For a moment, let's reflect on the contrast between the industrial pea and its fresh garden progenitor. In many ways the industrial pea is far more benign than many of its contempories. At least the pea production represents a leguminous break in an otherwise unrelentingly intensive "rotation" within industrial farming production systems. What passes for crop rotations on most industrial farms are in fact carefully calculated attempts to extract the maximum from an already thrashed soil - mining operations. Here a pea crop looks positively agro-ecological. Demanding little and giving temporary respite to our over-burdened farm lands.

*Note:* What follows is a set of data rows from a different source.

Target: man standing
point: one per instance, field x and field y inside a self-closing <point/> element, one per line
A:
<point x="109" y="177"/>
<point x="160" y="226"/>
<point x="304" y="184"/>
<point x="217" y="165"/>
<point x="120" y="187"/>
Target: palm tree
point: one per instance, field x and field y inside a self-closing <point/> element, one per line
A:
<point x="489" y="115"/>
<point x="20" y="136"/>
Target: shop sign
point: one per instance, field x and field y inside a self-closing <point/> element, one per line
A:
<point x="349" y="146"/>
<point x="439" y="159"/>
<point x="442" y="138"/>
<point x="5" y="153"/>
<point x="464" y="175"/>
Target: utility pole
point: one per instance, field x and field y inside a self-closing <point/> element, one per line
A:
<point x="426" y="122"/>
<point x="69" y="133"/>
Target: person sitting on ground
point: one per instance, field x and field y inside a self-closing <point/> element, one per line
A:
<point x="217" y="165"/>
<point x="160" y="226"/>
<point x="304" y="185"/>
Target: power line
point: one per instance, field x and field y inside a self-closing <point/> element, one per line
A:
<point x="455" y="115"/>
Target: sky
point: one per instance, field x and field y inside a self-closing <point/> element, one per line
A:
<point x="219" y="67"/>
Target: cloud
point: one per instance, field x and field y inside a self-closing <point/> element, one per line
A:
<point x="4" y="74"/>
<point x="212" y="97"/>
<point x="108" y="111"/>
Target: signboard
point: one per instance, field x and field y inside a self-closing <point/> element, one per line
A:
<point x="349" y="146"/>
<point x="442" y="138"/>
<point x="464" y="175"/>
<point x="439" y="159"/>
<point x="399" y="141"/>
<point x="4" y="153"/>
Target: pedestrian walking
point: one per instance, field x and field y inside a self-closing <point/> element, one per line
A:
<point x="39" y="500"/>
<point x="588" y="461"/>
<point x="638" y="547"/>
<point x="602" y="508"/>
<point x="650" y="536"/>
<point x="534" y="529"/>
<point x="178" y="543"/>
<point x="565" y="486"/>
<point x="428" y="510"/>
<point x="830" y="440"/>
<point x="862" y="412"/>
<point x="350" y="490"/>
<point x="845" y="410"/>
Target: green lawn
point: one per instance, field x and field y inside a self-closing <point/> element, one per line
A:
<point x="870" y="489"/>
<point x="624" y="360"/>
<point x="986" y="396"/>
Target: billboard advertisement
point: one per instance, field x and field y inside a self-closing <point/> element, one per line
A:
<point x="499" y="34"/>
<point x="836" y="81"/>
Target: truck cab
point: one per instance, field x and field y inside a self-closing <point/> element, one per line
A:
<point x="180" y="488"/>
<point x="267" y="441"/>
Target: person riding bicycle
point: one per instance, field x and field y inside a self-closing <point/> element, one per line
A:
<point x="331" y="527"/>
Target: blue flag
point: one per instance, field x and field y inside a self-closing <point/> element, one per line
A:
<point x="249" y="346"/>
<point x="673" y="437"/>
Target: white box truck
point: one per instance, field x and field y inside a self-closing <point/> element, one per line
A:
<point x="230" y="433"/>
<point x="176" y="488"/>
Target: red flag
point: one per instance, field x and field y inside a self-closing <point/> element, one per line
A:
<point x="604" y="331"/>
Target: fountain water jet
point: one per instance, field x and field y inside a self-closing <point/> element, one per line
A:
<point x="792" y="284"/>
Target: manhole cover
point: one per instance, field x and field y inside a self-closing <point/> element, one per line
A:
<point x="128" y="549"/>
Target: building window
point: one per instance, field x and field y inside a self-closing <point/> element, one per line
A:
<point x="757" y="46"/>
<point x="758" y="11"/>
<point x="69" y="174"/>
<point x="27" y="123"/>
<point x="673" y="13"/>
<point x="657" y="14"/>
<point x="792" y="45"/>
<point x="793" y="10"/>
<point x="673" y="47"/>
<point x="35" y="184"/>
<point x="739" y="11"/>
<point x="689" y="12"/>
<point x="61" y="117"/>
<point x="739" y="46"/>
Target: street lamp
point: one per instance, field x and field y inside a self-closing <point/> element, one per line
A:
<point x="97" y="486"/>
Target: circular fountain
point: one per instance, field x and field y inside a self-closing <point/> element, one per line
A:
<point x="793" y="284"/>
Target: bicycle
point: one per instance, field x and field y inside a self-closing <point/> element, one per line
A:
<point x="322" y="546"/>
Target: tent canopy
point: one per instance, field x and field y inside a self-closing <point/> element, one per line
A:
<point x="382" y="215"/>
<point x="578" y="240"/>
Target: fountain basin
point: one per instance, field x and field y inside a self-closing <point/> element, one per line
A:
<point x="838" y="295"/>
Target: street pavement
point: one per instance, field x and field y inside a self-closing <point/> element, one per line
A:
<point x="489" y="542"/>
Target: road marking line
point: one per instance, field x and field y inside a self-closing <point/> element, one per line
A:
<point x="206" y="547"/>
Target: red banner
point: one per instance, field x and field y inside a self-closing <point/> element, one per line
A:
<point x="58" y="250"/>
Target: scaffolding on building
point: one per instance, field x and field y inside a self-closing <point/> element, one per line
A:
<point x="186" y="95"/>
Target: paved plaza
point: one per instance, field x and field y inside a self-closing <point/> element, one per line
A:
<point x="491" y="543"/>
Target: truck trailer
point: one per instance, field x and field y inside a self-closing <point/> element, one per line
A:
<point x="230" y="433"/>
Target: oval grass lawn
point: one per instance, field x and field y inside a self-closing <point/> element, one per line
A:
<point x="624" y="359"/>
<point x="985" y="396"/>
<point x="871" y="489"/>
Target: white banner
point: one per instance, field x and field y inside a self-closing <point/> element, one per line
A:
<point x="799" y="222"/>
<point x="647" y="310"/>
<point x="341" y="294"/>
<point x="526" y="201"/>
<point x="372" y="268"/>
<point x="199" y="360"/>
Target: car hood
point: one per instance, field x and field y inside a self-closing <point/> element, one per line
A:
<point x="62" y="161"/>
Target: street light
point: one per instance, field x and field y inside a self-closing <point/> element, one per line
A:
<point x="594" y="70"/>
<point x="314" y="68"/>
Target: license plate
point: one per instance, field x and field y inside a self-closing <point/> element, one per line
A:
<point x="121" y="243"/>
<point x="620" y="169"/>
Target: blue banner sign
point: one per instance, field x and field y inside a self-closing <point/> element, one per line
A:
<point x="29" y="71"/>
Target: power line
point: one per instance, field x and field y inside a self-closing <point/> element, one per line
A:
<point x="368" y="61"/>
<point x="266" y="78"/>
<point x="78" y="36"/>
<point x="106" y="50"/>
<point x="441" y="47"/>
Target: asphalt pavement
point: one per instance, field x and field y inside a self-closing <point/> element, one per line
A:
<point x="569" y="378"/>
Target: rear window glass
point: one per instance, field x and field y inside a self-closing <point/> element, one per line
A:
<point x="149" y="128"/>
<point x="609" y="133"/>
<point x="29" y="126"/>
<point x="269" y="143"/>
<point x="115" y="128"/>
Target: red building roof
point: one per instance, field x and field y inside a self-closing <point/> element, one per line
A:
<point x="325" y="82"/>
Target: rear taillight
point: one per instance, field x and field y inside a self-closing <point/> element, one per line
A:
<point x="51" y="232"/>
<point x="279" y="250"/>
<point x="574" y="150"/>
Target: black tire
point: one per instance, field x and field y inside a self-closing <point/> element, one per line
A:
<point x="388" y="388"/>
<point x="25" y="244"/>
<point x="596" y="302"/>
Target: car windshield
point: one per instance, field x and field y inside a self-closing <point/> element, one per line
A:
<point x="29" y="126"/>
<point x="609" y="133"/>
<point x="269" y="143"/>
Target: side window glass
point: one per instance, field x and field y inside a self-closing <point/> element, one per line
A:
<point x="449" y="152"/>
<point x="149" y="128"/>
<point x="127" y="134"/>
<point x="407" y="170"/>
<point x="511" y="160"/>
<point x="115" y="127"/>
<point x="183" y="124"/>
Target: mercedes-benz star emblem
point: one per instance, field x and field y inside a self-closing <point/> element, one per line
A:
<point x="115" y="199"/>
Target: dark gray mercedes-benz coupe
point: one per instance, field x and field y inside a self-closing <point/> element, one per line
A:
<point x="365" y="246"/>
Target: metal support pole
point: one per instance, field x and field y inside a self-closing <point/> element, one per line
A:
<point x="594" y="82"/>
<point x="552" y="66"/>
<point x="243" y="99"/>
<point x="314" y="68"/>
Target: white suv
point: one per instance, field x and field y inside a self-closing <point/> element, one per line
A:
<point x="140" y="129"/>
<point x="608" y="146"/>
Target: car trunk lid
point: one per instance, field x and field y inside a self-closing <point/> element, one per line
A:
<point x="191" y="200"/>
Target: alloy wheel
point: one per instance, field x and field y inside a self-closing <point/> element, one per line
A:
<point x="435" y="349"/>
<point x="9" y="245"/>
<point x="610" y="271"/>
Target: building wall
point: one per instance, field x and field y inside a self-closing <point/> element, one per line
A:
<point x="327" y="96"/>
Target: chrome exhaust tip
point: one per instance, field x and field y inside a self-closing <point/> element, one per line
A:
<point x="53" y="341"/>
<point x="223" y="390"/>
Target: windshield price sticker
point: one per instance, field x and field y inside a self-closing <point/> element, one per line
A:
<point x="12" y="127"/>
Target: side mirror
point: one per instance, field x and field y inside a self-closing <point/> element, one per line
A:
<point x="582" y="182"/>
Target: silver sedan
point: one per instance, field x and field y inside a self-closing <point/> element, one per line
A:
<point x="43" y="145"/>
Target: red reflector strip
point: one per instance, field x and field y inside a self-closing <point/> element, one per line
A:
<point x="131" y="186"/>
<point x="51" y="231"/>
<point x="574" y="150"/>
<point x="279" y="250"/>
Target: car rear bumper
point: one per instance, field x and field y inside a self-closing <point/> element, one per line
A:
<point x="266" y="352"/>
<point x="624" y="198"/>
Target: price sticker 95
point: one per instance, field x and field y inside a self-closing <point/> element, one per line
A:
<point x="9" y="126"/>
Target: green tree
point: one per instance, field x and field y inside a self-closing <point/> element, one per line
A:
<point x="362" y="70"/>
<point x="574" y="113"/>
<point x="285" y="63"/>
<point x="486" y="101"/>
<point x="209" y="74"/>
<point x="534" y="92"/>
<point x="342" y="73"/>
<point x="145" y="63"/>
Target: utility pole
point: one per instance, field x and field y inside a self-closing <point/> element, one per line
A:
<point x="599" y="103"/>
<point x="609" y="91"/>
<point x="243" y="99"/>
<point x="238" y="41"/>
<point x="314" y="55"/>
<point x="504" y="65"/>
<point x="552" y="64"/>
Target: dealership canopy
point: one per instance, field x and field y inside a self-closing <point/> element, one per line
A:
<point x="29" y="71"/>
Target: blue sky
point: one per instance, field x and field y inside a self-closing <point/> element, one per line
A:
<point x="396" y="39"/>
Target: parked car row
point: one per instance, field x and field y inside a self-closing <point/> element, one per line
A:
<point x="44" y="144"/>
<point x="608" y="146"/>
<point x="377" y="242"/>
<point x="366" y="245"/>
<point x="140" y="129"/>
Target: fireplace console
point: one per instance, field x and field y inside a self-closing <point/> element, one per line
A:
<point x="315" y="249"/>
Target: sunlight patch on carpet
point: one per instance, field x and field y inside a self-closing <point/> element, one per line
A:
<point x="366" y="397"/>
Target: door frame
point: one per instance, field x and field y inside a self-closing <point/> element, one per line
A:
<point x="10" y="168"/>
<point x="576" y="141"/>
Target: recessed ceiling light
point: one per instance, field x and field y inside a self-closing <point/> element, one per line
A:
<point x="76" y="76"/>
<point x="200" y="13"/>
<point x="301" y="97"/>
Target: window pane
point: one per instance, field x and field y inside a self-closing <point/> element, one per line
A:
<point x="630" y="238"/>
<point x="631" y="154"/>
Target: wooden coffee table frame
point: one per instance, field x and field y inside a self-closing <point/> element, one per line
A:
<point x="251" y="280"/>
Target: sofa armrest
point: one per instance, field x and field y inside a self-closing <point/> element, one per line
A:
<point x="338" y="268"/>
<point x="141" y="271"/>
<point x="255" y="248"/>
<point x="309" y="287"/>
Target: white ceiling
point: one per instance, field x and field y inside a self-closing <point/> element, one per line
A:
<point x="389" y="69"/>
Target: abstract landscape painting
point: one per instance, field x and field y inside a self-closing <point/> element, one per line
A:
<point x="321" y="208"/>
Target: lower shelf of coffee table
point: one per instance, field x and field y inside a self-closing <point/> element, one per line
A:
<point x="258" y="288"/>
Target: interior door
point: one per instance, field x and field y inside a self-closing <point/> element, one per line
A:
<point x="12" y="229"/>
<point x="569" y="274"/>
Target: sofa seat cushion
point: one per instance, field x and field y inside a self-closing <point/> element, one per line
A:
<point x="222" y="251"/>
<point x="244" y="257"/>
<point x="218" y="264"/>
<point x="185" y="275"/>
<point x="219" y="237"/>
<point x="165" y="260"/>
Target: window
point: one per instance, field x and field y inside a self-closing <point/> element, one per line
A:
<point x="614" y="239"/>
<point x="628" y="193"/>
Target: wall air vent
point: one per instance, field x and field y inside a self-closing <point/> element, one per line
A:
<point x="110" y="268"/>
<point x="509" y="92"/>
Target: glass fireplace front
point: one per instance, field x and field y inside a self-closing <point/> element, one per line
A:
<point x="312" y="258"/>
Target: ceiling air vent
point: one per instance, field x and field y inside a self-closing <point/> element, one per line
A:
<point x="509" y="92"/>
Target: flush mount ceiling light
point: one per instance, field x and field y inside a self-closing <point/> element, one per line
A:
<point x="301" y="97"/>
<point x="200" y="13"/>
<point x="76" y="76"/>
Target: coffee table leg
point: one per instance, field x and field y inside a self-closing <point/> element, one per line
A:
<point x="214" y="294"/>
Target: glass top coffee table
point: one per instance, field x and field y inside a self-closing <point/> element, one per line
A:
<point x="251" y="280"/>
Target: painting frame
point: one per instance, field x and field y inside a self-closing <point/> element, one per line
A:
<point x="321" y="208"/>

However, the benign intermission stops there: Take a quick look at the video and you will see the industrial chain, leading from serious soil compaction from mega machinery, through to an unforgiving energy drain, as the feckless pea is harvested, threshed, graded, washed, frozen and finally wrapped in plastic, to enter its cryonic suspension in the deep freeze prior to consumption.- this is the industrial pea - a victory in energy-intensive fantasy efficiency.
By contrast, quickly consider the homely ancestor, the garden pea - sown early into a cool soil, bringing glee to gardeners as one of the first to sprout out of the kind earth, quick to put on foliage, and gently shade the soil from the spring elements. To be picked fresh and sweet and savoured by children and grandparents fresh from the vine, before being shelled in conversational groups.
So why are our fresh garden peas so expensive, as compared to their industrial progeny? Compare the terrifying efficiency of the combine, which can pick (https://www.itn.rs/files/products/file_sr/pmc-1089-brochure-2018.pdf) tens of tonnes per hour. Look no further than the harvesting: a skilled gardener can hand-pick a few kilograms of peas in an hour, a pea harvester will pick tens of tonnes in the same time. If it costs the farmer around 2500Ft/hour in labour, it will add say 500Ft in cost to picking the pea by hand. By comparision, an industrial harvester picks so quickly that harvesting is a negligible part of the cost of the peas delivered in plastic packs to the customers table - say a couple of Ft/kg. The greatest part of the cost of frozen peas is energy needed to process and freeze the peas, not the harvesting costs. The production costs of fresh garden peas are orders of magnitude higher than the cost of industrially produced peas - until, that is we start internalising the environmental costs - that is calculating the negative impacts of industrial farming, e.g. the large subsidies supporting industrial farming, unrealistically low energy costs - considering their negative effect on the environment, the cost to the health system of chemical inputs in food, the loss of biodiversity, the cost to rural communities of the loss of local jobs, etc.- until we do that, all industrial food appears cheap compared with home grown, or small-scale organic.